I could certainly relate to the feeling of despair, as I had been there a time or two in the past.
I told her that she needed to keep her head up; the right job fit and working environment, I said, is potentially right around the corner. “But you’ve got to keep the faith and proceed to move forward. The worst thing you can do now is let this situation cause you to doubt yourself or your chosen career path,” I added.
In times of discouragement, the question isn’t whether you can weather the storm. The question is how bad do you want to achieve your goal or dreams?
I recently felt my own discouragement. Actually, this week. But it’s funny how when you push through, something happens that gives you a little boost of encouragement.
For me, it was an email from someone who works for FINS.com, a career resource site, owned by The Wall Street Journal. They were launching a new national ad campaign and because it involves careers she felt “that it would be really cool to get your feedback and other reader’s feedback on the video prior to air date.” Then she wrote, “A couple of us over here are avid readers of The Career Pioneer.” What a nice thing to say, I thought. I was honored, truly.
I’ve often found in my own life and that of others that generally when you hit near rock-bottom, something really, really good is waiting for you around the corner. It just takes you making the decision to combat self-pity, to persevere, and to keep the faith. “Claim it!,” as some like to say.
Today, I want to share some really basic tips that I’ve used to fight discouragement. Now I’m not a mental health professional, nor do I play one on television. But the following tips that I’m about to share with you have worked for me and countless other people.
- Talk to someone. Getting open and honest with what’s going on in your head and in your heart is often a great way to leapfrog discouragement and into productive activity. If you let negative thoughts mull around in your head for too long, then you run the risk of spiraling into even more discouragement, and even worse, depression. If you’re a person of faith, I suggest prayer in addition to a chat with a friend, counselor or loved one.

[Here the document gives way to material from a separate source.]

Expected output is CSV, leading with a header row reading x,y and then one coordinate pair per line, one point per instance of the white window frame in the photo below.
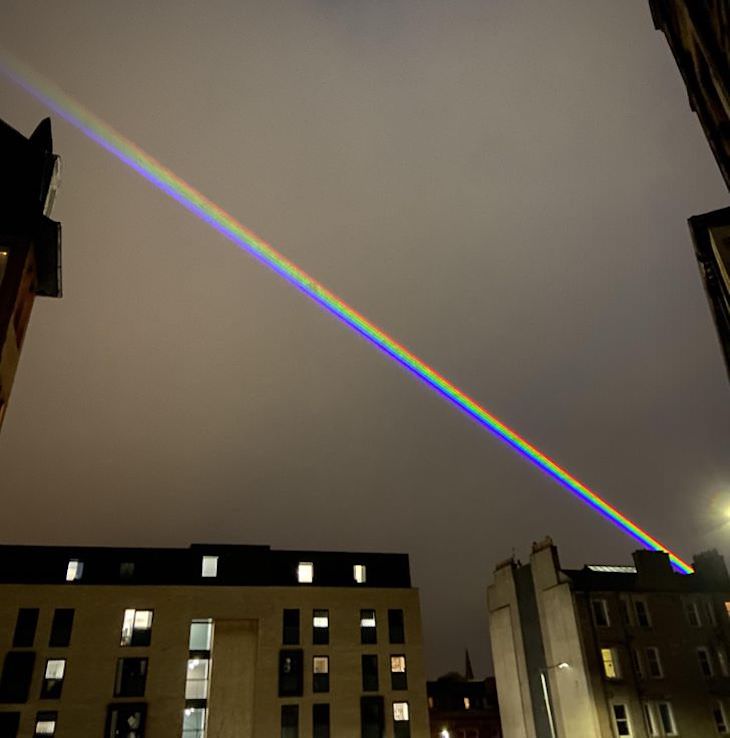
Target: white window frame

- Believe in yourself; believe in the possibilities. Achieving your goal, finding the perfect job fit, or landing that sought-after client takes stick-to-it-iveness. And as I mentioned before, success is oftentimes right around the bend. But not only do you need to stick to your dreams despite a bump in the road, you must also believe that you are worthy of reaching your goal. That kind of mindset coupled with perseverance usually results in big pay-offs.
- Stop thinking so much & start doing! I’ve often shared how I personally suffer from “analysis paralysis” — where I think too much about what needs to be done, rather than actually doing it. I’m sure some of you can relate. That said, don’t get bogged down by the details. While there’s certainly nothing wrong with planning and preparation, not enough can be said about taking action in spite of that. Had I listened to the doubt and discouragement I experienced as I was considering to launch TheCareerPioneer.com nearly two years ago, I don’t know where I would be today.